Autoscaling with HAProxy Kubernetes Ingress Controller & KEDA

This blog post describes how to implement autoscaling of your application pods using KEDA and the HAProxy Kubernetes Ingress Controller. Since it was published, a new feature has been added to the ingress controller that lets you autoscale the number of ingress controller pods too! Read about it here.

One of the greatest strengths of containers is the ability to spin more of them up quickly. As the volume of traffic to your application increases, you can create more application containers on the fly to handle it, in almost no time at all. Kubernetes ships with autoscaling baked in, giving you the power to scale out when the system detects an increase in traffic—automatically!

The only shortcoming is that the built-in autoscaler, which is called the Horizontal Pod Autoscaler, can only monitor a pod’s CPU usage. In this blog post, you will learn how to use the open-source tool KEDA (Kubernetes Event-Driven Autoscaler) to monitor metrics coming out of the HAProxy Kubernetes Ingress Controller instead.

The HAProxy Kubernetes Ingress Controller exposes more than 100 different Prometheus-style metrics, which KEDA can watch and use to trigger autoscaling. For this blog post, I decided that KEDA should watch my application’s queue length, which is the number of HTTP requests queued up in the ingress controller, not yet forwarded to the backend application. Queueing protects your application pods from becoming saturated with requests. Instead, the ingress controller buffers them and doles them out at a steady volume, which optimizes your application’s performance by shielding it from having to do too much work at once.

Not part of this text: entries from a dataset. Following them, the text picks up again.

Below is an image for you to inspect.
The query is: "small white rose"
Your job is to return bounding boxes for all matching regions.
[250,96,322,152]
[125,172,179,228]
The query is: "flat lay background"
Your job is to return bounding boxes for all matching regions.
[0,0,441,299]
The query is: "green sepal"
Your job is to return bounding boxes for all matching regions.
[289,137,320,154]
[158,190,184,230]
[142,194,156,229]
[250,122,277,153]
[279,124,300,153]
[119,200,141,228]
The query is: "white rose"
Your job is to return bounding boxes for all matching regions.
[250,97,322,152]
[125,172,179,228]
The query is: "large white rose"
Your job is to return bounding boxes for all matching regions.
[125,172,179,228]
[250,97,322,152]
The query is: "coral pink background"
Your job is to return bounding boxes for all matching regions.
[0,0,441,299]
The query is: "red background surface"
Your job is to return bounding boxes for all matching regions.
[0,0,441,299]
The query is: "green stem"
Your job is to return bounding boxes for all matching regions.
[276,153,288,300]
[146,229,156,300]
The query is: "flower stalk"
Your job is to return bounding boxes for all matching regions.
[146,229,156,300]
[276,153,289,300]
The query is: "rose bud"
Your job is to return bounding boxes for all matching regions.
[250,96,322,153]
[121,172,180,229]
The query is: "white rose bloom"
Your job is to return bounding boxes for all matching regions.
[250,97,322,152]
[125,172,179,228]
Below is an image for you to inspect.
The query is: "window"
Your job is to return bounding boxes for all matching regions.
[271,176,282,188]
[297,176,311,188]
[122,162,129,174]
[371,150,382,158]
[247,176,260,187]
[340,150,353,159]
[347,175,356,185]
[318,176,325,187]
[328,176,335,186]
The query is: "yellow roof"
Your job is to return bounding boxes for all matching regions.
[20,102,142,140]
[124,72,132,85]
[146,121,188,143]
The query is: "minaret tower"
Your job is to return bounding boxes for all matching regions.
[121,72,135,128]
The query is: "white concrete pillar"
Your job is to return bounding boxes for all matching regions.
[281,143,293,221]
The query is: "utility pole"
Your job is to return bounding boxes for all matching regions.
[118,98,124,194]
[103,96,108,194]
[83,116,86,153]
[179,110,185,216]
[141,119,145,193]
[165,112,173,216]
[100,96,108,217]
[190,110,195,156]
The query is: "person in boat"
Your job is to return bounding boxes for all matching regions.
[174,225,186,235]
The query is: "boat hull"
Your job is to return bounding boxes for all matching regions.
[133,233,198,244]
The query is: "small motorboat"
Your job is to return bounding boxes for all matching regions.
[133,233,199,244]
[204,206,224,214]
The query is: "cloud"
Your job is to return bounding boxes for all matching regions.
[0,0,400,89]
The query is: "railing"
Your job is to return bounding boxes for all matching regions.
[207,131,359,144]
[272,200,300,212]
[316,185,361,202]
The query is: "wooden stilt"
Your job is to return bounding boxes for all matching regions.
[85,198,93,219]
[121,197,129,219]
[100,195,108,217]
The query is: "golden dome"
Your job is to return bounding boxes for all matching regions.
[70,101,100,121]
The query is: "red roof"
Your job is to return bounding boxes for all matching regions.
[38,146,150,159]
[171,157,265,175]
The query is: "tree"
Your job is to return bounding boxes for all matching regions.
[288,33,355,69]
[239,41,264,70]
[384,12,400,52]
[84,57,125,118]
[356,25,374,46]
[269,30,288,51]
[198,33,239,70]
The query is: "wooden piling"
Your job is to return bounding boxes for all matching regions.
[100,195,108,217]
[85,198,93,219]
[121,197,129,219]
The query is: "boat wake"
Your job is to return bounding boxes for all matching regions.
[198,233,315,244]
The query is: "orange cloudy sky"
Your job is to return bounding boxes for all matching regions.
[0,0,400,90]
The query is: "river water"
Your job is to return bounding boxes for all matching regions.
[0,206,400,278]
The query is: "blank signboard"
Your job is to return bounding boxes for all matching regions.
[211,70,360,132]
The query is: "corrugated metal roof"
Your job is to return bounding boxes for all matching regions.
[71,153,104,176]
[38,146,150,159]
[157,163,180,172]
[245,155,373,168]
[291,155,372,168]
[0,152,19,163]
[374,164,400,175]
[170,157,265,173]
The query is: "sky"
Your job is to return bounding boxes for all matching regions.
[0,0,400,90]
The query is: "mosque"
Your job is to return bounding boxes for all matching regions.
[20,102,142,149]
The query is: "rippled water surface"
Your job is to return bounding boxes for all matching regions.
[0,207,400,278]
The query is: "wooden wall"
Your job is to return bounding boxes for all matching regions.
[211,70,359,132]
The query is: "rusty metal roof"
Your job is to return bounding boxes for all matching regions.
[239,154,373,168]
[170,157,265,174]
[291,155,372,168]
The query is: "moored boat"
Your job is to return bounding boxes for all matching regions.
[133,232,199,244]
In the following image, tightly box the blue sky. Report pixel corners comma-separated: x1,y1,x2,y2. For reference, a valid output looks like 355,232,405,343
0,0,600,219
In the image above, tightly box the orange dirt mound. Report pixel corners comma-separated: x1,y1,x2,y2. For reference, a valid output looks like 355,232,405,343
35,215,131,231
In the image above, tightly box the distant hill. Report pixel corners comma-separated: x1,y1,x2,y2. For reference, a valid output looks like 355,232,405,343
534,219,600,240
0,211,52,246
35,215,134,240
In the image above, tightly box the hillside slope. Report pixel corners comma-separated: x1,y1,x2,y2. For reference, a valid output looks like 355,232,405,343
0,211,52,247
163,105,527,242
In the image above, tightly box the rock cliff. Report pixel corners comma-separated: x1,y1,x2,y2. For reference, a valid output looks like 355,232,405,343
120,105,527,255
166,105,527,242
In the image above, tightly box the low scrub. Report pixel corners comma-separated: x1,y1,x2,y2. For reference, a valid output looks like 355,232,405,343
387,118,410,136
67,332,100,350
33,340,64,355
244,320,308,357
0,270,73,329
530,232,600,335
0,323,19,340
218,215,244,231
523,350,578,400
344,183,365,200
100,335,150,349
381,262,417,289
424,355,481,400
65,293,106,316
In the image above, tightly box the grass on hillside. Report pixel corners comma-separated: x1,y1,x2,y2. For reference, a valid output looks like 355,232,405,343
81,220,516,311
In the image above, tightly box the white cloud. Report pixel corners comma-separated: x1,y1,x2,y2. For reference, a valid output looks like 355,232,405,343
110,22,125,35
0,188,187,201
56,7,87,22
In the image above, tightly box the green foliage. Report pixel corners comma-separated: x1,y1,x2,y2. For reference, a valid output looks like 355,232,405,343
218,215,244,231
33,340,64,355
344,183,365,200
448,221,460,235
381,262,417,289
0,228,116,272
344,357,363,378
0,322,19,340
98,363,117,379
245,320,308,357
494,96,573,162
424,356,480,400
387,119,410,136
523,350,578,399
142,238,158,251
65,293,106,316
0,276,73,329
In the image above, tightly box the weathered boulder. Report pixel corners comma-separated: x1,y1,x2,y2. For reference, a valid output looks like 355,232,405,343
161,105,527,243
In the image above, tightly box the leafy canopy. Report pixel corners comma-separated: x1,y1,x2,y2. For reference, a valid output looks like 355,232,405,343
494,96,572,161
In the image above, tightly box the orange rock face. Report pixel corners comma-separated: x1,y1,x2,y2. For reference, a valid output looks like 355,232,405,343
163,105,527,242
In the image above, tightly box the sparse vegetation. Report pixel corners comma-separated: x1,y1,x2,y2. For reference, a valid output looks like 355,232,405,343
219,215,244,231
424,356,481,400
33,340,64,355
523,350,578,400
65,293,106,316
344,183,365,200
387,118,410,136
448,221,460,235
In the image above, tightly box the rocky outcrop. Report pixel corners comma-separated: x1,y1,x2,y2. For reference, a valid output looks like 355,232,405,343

When queue length grows long, however, it indicates that the application can’t keep up with demand. That makes it the ideal metric for KEDA to monitor and trigger autoscaling. Read on to learn how to set it up.

Deploy a Prometheus server

The Prometheus server collects metrics from pods and stores them in its time-series database. The HAProxy Kubernetes Ingress Controller publishes Prometheus-style metrics by default, so storing them is just a matter of configuring the ingress controller pods to be scraped by the Prometheus server.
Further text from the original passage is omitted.